# Having a baby in Greece



## Lynne Read (Mar 12, 2013)

Hi all am new to this forum but I have lived in Greece for over 7 years but would like to ask a question?
My daughter is in the UK and in a very violent relationship she is also pregnant, I am looking to getting her to come here and live with me, her baby is due in September, does anyone have any info of maternity pay (she does work) registering the baby here and in the UK, getting the baby a passport or any other info that might help?
Thank you

Lynne


----------



## concertina (Oct 18, 2012)

*baby in greece*



Lynne Read said:


> Hi all am new to this forum but I have lived in Greece for over 7 years but would like to ask a question?
> My daughter is in the UK and in a very violent relationship she is also pregnant, I am looking to getting her to come here and live with me, her baby is due in September, does anyone have any info of maternity pay (she does work) registering the baby here and in the UK, getting the baby a passport or any other info that might help?
> Thank you
> 
> Lynne


hi lynne read I looked up your questions on net and they officially say that a baby born in greece to british parent will aquire british citizenship by descent.You must apply for a british passport for baby from the british embassy in madrid,spain with a full version of the greek birth certificate for your application.You can register your babies birth with the consulate in athens.A birth registration is optional and has no bearing on an application for a british passport.The only advantage of consular birth registration is that baby will recieve a british style birth certificate.You would pay a fee to register and must privide documents- baby birth certificate mother or father birth certificate,mother or father current british passport along with completed birth registration form.Copies would be sent to the general register office at southport in uk by the consulate.

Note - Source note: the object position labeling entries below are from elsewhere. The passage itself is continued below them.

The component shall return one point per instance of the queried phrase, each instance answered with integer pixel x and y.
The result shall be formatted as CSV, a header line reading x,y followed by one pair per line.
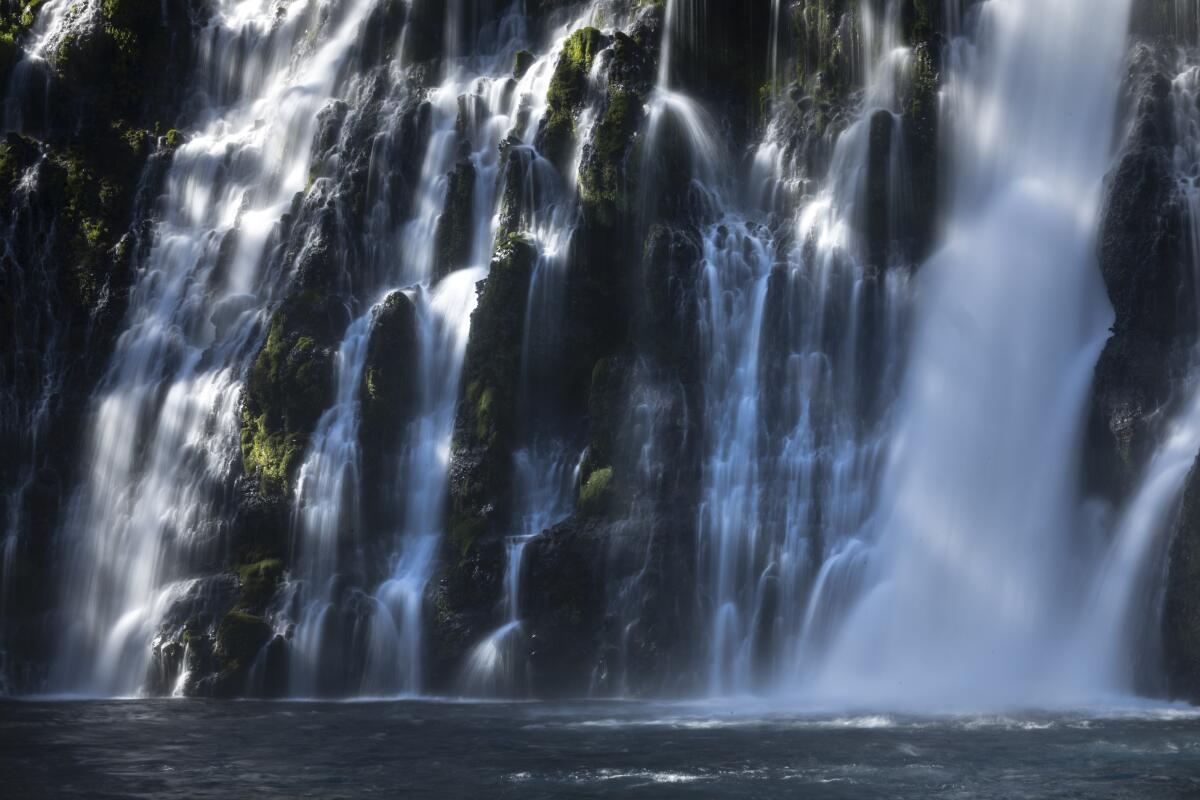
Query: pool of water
x,y
202,749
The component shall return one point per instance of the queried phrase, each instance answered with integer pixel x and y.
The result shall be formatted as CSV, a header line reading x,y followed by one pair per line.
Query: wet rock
x,y
1141,254
455,232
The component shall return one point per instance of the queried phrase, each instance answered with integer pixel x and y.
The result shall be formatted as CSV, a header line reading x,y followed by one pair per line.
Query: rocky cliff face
x,y
1147,257
607,589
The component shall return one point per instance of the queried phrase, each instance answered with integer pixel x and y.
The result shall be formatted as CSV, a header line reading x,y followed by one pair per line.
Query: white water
x,y
789,479
165,432
853,547
975,578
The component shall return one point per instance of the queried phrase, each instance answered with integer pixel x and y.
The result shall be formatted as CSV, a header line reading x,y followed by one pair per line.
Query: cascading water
x,y
972,581
473,110
845,470
801,331
166,419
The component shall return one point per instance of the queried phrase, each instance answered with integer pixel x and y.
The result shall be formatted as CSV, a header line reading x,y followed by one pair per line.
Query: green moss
x,y
486,422
568,89
288,388
601,176
259,581
455,229
597,492
240,636
521,64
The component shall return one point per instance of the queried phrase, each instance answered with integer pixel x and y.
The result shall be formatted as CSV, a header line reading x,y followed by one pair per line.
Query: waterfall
x,y
975,579
166,427
793,323
827,446
394,656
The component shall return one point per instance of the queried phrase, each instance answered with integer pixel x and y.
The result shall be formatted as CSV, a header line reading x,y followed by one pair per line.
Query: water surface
x,y
201,749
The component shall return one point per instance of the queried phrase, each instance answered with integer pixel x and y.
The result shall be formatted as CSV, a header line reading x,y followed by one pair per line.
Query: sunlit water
x,y
531,750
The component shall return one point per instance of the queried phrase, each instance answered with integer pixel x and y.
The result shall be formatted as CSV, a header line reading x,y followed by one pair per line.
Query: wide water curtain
x,y
977,579
833,350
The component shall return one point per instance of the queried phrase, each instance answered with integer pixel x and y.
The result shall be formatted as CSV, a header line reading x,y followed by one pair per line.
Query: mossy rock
x,y
521,64
454,236
389,384
595,494
603,173
567,92
288,388
485,425
259,581
1181,603
240,636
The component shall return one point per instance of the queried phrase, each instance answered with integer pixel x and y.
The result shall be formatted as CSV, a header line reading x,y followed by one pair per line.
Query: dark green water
x,y
197,749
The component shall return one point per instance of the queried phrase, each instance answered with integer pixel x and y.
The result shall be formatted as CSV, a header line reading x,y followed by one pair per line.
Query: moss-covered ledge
x,y
567,92
288,388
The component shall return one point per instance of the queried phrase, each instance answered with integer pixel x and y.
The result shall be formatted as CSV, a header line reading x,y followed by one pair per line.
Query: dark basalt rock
x,y
388,394
1181,606
1141,256
485,426
288,388
568,90
454,236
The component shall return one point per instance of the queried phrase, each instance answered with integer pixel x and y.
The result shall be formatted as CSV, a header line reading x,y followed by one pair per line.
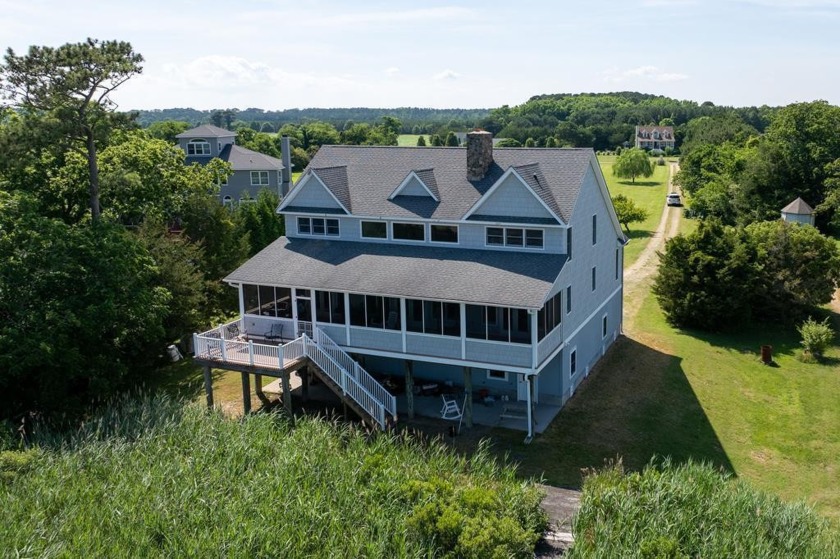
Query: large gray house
x,y
497,270
252,171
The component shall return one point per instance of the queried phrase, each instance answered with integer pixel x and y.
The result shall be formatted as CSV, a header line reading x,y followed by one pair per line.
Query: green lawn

About maternity leave payment-it says -If the claimant is an eu citizen she is entitled to maternity benefit for any period of her maternity leave spent in an eu country. Claims should be submitted 6 weeks or 12 weeks if self employed before the claimant intends to commence maternity leave. To renew a british passport if living in greece all of us must go through spain,its all done by courier to safe guard your precious documents.A neighbour of mine just did it and all was fine as long as you send exactly all documents they ask for.The courier will deliver even to remote areas.And new passports also go through spain.strange though it seems.I did see somewhere on net now that the british government is thinking to tax maternity leave payments this year.I hope this has helped you,of course double check yourself as well.I wish your daughter all the best with her baby.


----------